HowardThe Houston Rockets, GM Daryl Morey and Dwight Howard were WINNERS after agreeing to a four-year deal worth $88 million to finally, mercifully, ending the Dwight Howard sweepstakes. It will be interesting to see how Howard’s addition impacts the Rockets’ NBA-best pace numbers from last season. Will they try to slow things down with Howard in the half-court and change things up from their James Harden-led playoff run from last season? How will Howard perform along with Jeremy Lin in the pick-and-roll? How will Howard coexist with Omer Asik, who now reportedly wants out?

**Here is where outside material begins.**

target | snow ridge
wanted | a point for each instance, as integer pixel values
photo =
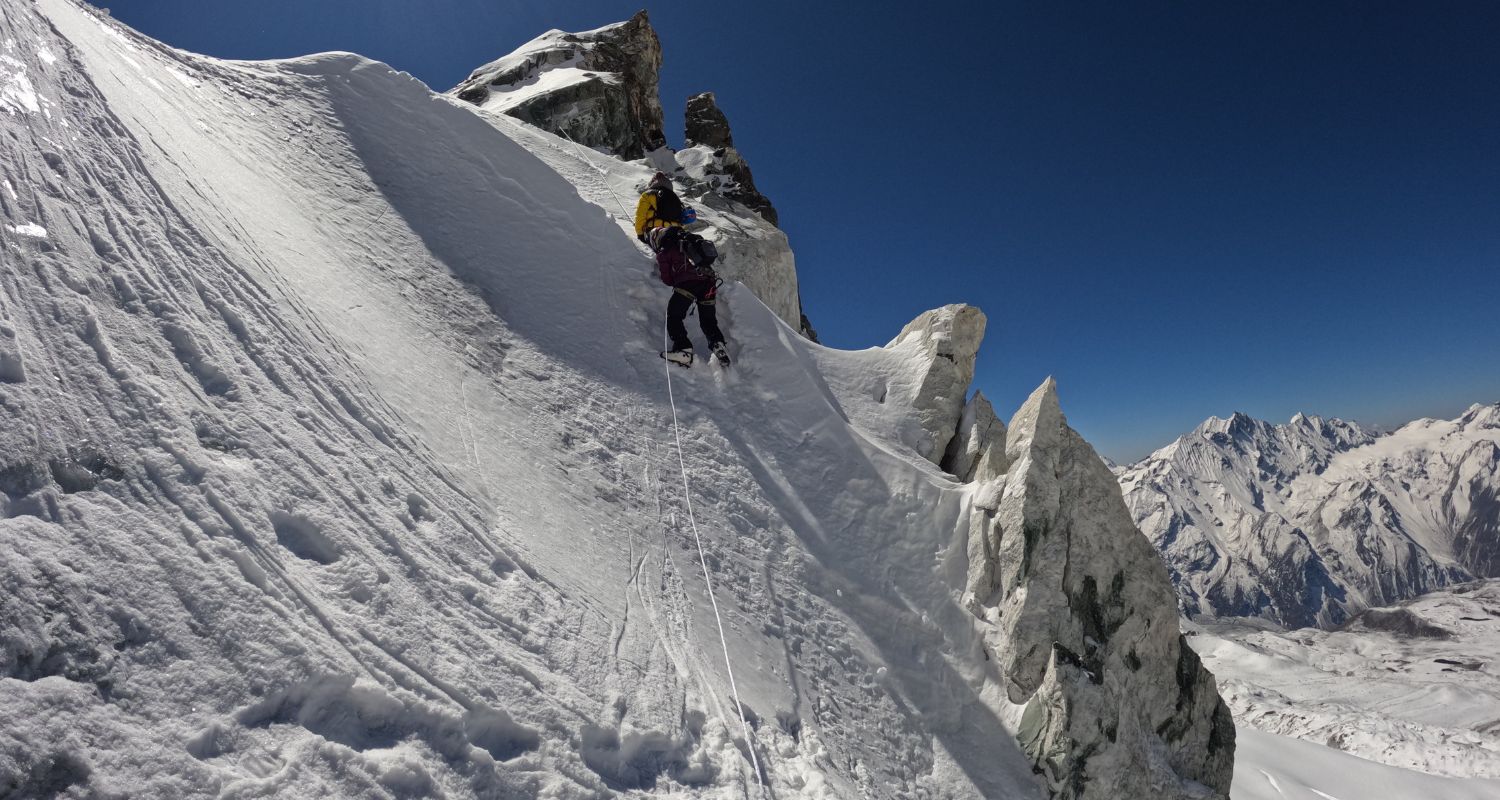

At this point, all these questions don’t really matter. Morey set out a year ago to acquire two stars to legitimately compete in this SuperTeam Era that currently rules the NBA and got them in Howard and Harden. Howard can settle down and finally concentrate on, we hope, playing basketball. And as an added bonus, Houston signed Francisco Garcia to a team-friendly contract worth $1.3 million over two years. Garcia could probably replace Carlos Delfino in a spacer-type role for Houston after shooting 37.4 percent from three last season.

Of course, this makes the Los Angeles Lakers the big losers of the weekend for getting nothing out of Howard and looking ridiculous in doing so. They will now try to delude themselves into thinking players like LeBron James and Carmelo Anthony will come next offseason. Good. Freaking. Luck.